Machines with a human touch

October 8, 2001 | Source: Economist

Perhaps the next stockmarket buzz will be neuromorphics. Instead of using the ones and zeros of digital electronics to simulate the way the brain functions, neuromorphic engineering relies on nature’s biological short-cuts to make robots that are smaller, smarter and vastly more energy-efficient, as a group of electronics engineers, neuroscientists, roboticists and biologists demonstrated recently at a three-week workshop held in Telluride, Colorado.
One of the many projects demonstrating this concept at the Telluride meeting was a robot that could drive in straight lines — thanks to electronics modelled on the optic lobe in a fly’s brain.

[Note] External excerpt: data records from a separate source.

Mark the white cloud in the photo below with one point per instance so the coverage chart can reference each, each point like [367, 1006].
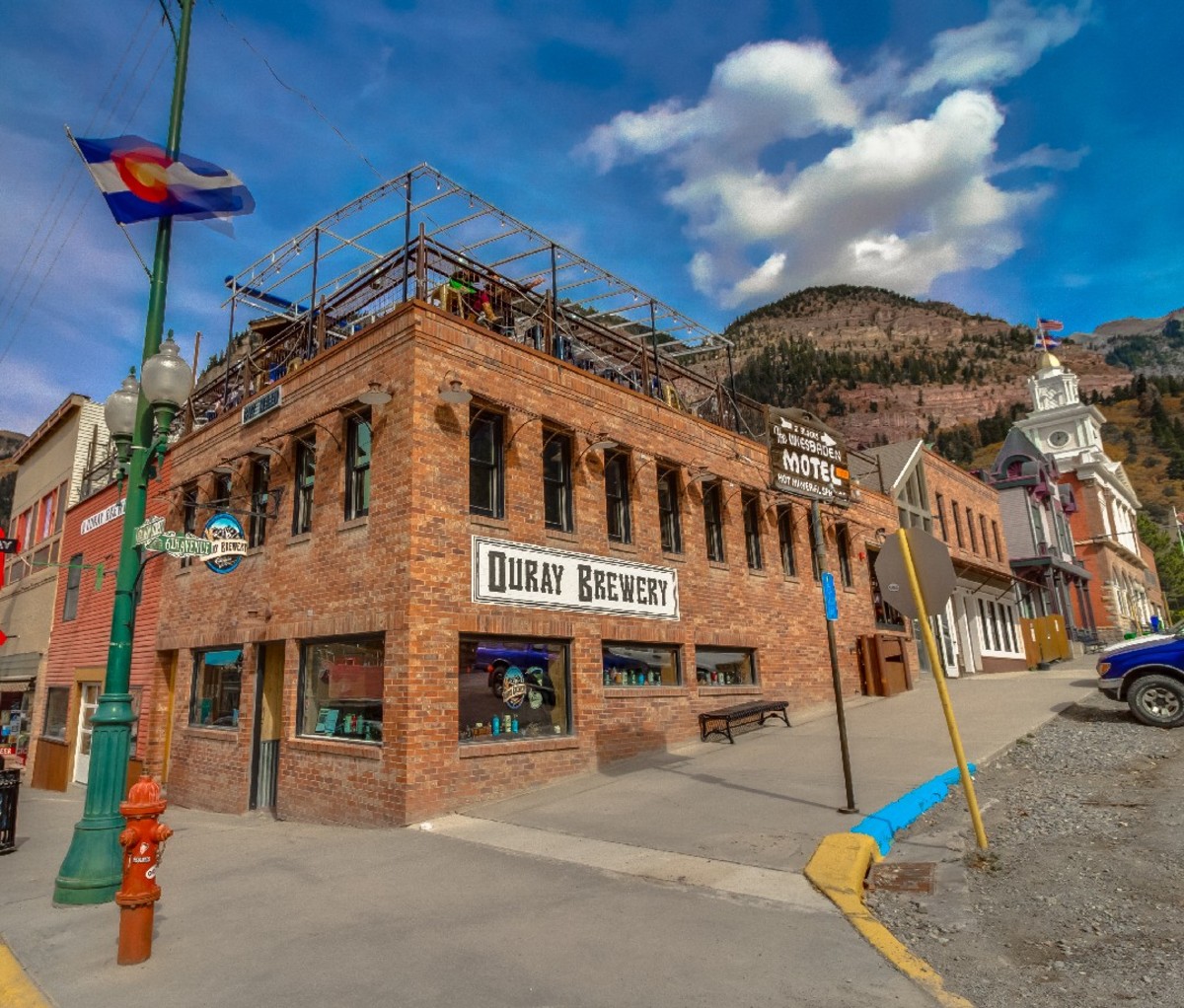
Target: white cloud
[903, 195]
[39, 396]
[758, 95]
[1009, 41]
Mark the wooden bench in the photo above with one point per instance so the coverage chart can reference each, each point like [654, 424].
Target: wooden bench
[1098, 642]
[721, 721]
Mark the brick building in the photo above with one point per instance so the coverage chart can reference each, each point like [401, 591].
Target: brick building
[489, 545]
[1104, 523]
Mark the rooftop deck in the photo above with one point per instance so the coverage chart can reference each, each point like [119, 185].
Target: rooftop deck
[423, 236]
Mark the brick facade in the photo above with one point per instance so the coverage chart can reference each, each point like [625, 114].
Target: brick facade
[404, 574]
[968, 520]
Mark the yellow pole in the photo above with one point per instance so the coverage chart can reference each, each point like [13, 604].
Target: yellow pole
[940, 680]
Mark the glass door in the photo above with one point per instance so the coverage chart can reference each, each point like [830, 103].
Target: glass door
[88, 700]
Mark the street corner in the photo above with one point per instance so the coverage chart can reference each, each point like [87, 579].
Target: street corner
[19, 991]
[838, 870]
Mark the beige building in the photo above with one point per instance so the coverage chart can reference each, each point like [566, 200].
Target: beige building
[52, 468]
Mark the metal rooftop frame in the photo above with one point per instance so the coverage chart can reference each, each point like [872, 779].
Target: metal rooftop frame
[361, 238]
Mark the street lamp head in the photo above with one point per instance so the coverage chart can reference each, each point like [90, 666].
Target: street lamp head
[167, 379]
[119, 409]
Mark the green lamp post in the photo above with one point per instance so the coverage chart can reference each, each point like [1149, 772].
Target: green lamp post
[139, 418]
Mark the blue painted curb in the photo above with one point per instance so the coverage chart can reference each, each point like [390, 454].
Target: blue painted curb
[881, 826]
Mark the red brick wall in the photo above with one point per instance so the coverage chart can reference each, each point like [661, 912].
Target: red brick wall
[406, 573]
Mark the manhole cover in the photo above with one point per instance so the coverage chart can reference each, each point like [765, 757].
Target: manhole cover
[903, 876]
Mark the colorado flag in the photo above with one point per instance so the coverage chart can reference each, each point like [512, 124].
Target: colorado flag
[140, 181]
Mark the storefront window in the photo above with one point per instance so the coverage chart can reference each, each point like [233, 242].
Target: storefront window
[57, 709]
[719, 666]
[341, 688]
[640, 665]
[217, 683]
[513, 687]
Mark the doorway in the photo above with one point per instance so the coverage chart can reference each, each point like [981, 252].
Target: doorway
[269, 681]
[88, 703]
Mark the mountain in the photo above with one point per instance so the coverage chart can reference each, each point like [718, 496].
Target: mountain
[1147, 345]
[881, 367]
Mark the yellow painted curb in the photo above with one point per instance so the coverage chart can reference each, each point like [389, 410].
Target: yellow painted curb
[17, 990]
[838, 870]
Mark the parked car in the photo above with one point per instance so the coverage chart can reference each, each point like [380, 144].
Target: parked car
[1148, 675]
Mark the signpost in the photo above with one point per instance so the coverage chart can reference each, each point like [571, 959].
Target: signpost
[917, 577]
[808, 460]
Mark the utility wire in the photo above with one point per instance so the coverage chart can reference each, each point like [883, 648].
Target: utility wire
[65, 170]
[297, 93]
[29, 304]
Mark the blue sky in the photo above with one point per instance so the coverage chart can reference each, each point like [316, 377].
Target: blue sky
[1012, 158]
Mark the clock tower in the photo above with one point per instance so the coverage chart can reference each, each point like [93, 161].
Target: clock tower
[1061, 425]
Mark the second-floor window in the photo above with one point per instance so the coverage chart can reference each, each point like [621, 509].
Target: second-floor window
[486, 463]
[188, 515]
[556, 480]
[302, 495]
[844, 547]
[258, 526]
[74, 579]
[751, 505]
[220, 499]
[358, 455]
[616, 496]
[668, 510]
[785, 540]
[713, 521]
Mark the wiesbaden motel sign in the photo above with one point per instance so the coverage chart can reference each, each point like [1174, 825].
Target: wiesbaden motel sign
[516, 574]
[806, 458]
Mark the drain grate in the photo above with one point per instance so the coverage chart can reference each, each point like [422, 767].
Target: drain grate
[903, 876]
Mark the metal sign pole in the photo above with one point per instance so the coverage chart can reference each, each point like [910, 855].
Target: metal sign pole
[939, 680]
[820, 547]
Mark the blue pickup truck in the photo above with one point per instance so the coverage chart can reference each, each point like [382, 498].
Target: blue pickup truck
[1148, 675]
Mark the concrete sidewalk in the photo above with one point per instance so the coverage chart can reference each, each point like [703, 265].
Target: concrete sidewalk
[672, 879]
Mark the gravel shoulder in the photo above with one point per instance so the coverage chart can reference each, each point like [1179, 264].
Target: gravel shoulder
[1080, 899]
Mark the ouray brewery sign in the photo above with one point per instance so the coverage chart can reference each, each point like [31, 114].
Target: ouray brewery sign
[514, 574]
[805, 457]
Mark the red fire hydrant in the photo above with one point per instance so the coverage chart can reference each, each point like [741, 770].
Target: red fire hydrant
[142, 842]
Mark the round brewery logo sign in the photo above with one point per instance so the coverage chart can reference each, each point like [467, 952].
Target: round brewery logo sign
[226, 533]
[513, 687]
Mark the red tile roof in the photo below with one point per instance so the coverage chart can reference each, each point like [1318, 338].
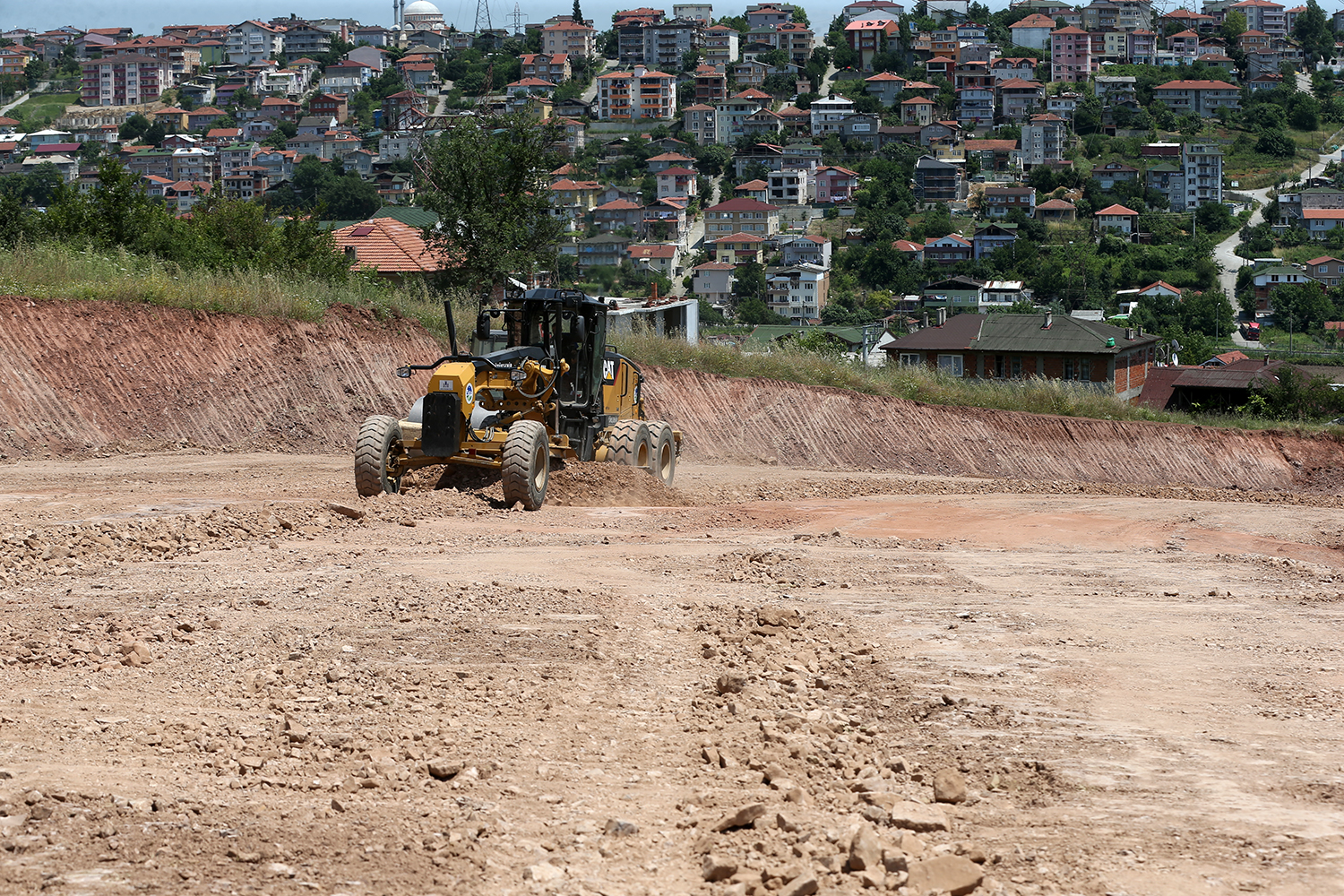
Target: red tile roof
[389, 246]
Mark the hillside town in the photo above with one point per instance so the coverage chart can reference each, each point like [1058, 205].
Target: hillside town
[887, 168]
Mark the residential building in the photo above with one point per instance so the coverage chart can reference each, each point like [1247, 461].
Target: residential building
[1056, 210]
[1021, 99]
[699, 121]
[949, 250]
[873, 10]
[1000, 201]
[344, 77]
[757, 190]
[1032, 346]
[1199, 97]
[1263, 15]
[667, 42]
[975, 107]
[789, 187]
[938, 182]
[301, 39]
[739, 249]
[1266, 280]
[1202, 168]
[246, 183]
[1115, 172]
[569, 37]
[811, 250]
[868, 38]
[1034, 31]
[742, 215]
[677, 182]
[325, 104]
[123, 80]
[605, 250]
[712, 281]
[719, 46]
[917, 112]
[884, 86]
[1043, 140]
[865, 128]
[953, 295]
[1070, 54]
[547, 66]
[835, 185]
[711, 85]
[1325, 271]
[252, 42]
[661, 258]
[1117, 218]
[827, 115]
[991, 238]
[1320, 222]
[798, 292]
[636, 96]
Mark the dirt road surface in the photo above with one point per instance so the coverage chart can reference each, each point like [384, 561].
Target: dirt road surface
[1142, 694]
[960, 651]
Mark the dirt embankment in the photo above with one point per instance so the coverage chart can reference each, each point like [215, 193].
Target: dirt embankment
[757, 419]
[78, 378]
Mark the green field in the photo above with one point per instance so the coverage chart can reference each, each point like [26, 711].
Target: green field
[43, 108]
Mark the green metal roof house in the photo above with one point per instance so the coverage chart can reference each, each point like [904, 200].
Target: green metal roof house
[1012, 347]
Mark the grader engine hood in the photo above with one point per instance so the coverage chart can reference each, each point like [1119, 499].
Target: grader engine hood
[457, 378]
[448, 408]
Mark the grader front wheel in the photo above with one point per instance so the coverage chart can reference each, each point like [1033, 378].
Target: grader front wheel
[663, 460]
[378, 440]
[527, 465]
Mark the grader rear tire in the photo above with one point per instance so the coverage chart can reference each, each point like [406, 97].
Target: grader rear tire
[378, 440]
[663, 460]
[632, 444]
[527, 465]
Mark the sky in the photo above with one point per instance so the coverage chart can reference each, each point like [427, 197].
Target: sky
[148, 16]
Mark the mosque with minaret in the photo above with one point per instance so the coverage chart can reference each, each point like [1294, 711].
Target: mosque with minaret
[419, 15]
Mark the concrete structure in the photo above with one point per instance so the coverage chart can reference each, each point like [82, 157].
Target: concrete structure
[870, 37]
[1199, 97]
[123, 80]
[634, 96]
[1070, 54]
[798, 292]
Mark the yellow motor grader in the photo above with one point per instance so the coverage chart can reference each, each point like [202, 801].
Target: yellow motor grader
[539, 384]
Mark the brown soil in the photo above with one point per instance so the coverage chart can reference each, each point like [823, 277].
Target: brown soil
[222, 672]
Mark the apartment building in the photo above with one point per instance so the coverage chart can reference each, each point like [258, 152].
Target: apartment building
[123, 80]
[636, 96]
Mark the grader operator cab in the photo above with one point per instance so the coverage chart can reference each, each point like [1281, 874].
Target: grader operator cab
[540, 384]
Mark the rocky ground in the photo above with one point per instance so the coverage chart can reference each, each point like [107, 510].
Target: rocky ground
[223, 672]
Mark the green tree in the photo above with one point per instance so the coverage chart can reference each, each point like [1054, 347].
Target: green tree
[1214, 217]
[1314, 32]
[1276, 142]
[1305, 112]
[487, 179]
[349, 198]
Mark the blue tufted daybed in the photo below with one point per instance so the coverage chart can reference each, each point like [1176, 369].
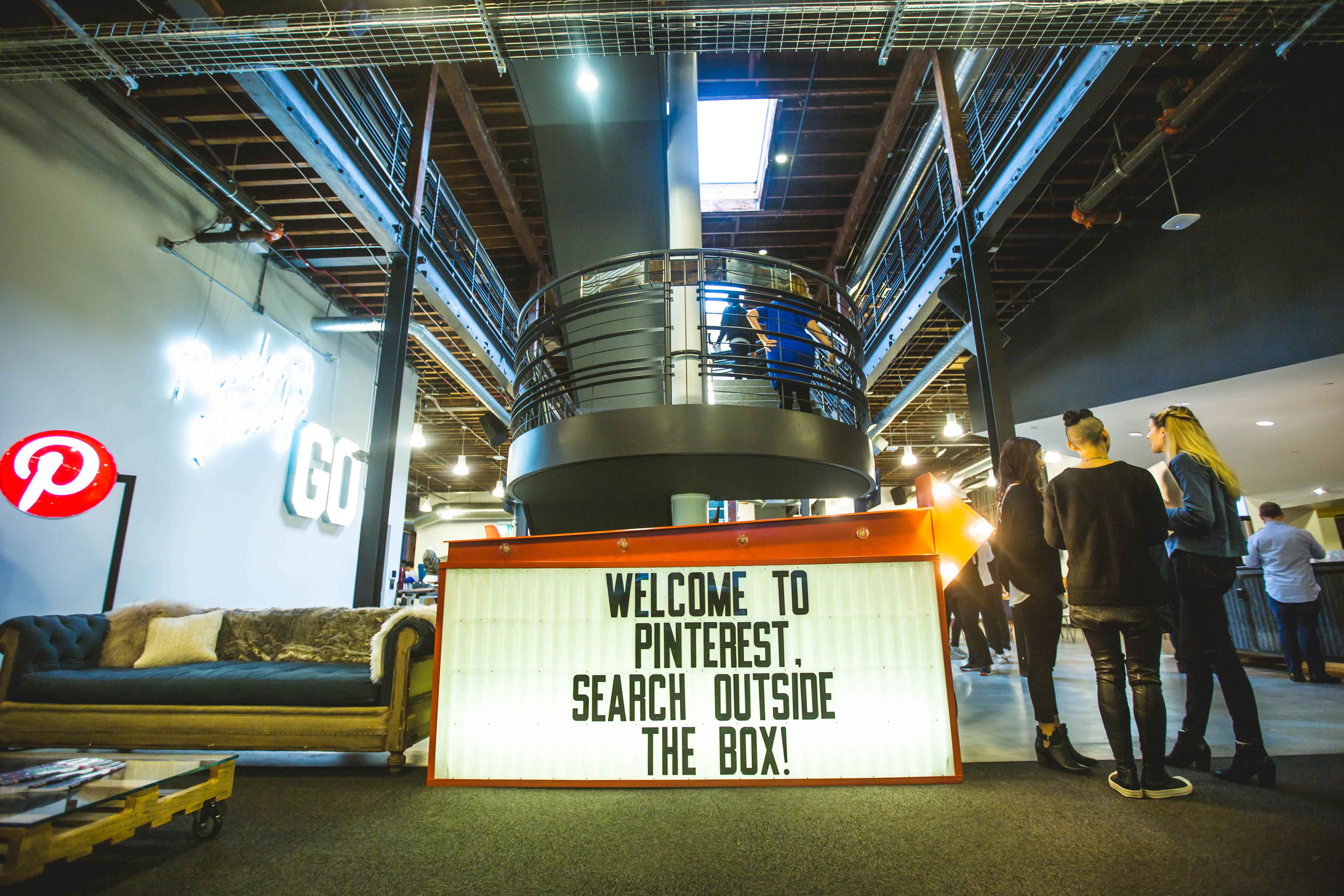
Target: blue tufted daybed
[56, 695]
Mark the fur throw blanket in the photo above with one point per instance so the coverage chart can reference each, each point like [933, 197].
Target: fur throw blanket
[376, 655]
[303, 634]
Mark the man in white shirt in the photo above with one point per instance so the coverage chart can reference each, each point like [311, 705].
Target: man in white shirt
[1287, 553]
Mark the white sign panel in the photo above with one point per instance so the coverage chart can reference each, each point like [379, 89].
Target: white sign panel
[682, 676]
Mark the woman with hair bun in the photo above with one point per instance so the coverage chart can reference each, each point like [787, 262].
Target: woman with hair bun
[1206, 547]
[1108, 515]
[1031, 570]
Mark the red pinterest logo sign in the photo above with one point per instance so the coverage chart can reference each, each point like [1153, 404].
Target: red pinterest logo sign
[57, 473]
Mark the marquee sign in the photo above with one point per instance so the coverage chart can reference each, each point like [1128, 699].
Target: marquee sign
[57, 473]
[784, 652]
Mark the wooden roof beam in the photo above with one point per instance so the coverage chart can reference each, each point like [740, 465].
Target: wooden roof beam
[475, 125]
[908, 88]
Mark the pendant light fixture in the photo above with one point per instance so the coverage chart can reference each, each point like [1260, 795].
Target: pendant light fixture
[1181, 221]
[460, 468]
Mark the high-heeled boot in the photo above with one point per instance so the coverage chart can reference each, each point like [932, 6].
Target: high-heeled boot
[1250, 762]
[1052, 754]
[1189, 751]
[1125, 780]
[1062, 735]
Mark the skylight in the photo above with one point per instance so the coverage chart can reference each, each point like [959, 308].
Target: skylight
[734, 151]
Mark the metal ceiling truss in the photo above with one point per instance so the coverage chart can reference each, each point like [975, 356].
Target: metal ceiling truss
[496, 31]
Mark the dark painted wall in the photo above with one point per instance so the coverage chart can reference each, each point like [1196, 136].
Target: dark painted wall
[1256, 284]
[601, 156]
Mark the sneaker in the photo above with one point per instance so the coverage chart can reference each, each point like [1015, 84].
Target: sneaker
[1163, 786]
[1125, 782]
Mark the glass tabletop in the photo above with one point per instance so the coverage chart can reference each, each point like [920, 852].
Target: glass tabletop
[41, 785]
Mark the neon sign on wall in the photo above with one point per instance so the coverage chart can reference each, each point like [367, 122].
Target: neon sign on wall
[244, 395]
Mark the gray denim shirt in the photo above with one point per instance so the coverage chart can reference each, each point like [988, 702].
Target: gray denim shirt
[1207, 522]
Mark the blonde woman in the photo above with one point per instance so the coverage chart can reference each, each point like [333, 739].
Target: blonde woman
[1206, 546]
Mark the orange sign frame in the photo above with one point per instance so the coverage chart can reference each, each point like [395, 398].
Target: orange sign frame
[910, 535]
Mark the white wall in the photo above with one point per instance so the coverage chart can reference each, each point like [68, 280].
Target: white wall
[89, 307]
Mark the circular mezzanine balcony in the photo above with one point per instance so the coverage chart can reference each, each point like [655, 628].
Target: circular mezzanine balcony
[644, 377]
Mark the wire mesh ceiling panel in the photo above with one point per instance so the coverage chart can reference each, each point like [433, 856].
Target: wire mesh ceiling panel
[568, 29]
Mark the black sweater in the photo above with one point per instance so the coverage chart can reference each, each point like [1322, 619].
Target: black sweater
[1019, 544]
[1108, 518]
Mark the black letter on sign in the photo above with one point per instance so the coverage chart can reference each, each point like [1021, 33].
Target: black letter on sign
[722, 699]
[581, 712]
[619, 594]
[643, 640]
[728, 751]
[800, 593]
[808, 694]
[721, 597]
[675, 609]
[651, 734]
[742, 750]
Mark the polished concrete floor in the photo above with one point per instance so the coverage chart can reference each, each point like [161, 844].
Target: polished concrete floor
[996, 719]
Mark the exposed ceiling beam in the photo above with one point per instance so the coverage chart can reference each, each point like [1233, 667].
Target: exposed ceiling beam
[475, 125]
[908, 87]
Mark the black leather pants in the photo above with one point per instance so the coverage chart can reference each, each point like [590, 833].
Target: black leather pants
[1137, 660]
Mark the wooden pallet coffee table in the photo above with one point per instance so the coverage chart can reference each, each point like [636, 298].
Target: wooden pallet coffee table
[53, 824]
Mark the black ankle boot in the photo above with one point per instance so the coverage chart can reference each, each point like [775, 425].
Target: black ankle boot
[1250, 762]
[1053, 753]
[1189, 751]
[1062, 737]
[1125, 780]
[1159, 785]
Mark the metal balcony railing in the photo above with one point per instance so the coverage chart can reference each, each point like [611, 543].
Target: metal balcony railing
[1011, 84]
[600, 339]
[384, 130]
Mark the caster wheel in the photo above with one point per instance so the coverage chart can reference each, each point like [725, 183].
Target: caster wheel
[207, 821]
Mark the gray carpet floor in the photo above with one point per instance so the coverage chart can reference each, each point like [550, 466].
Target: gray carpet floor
[1011, 828]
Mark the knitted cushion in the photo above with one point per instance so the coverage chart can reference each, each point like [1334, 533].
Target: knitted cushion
[174, 641]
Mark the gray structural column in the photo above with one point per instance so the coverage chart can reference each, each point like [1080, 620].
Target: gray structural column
[374, 531]
[687, 336]
[980, 293]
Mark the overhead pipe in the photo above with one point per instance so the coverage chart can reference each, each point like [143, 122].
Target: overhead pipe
[971, 66]
[224, 183]
[963, 342]
[1172, 123]
[365, 324]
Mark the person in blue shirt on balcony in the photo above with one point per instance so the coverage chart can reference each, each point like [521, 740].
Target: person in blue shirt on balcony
[789, 338]
[1285, 553]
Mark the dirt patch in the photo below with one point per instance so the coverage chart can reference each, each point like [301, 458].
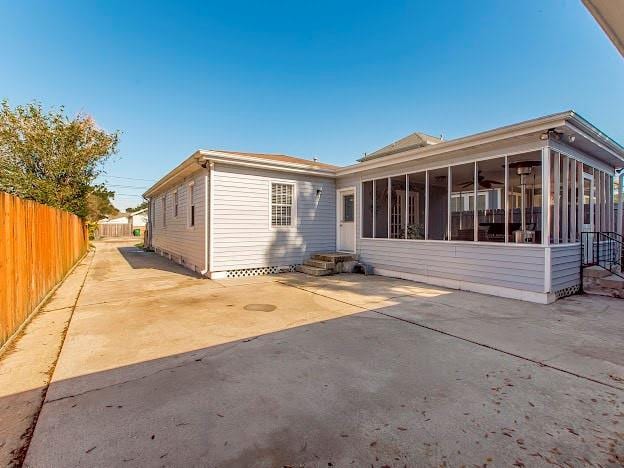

Another was a walking robot that used the principle of a “central pattern generator” (CPG) — a kind of flexible pacemaker that humans and other animals use for locomotion. Unlike most conventional robots, CPG-based machines can learn to walk and avoid obstacles without an explicit map of their environment, or even their own bodies.

As work advances, neuromorphic chips will doubtless evolve to be general purpose in a different sense. Instead of using, say, a camera or a microphone to give a machine some limited sense of sight and hearing, tool makers of tomorrow will be buying silicon retinas or cochleas off the shelf and plugging them into their circuit boards.

Neuromorphic chips are going to have enormous implications, especially in applications where compactness and power consumption are at a premium — as, say, for replacement parts within the human body.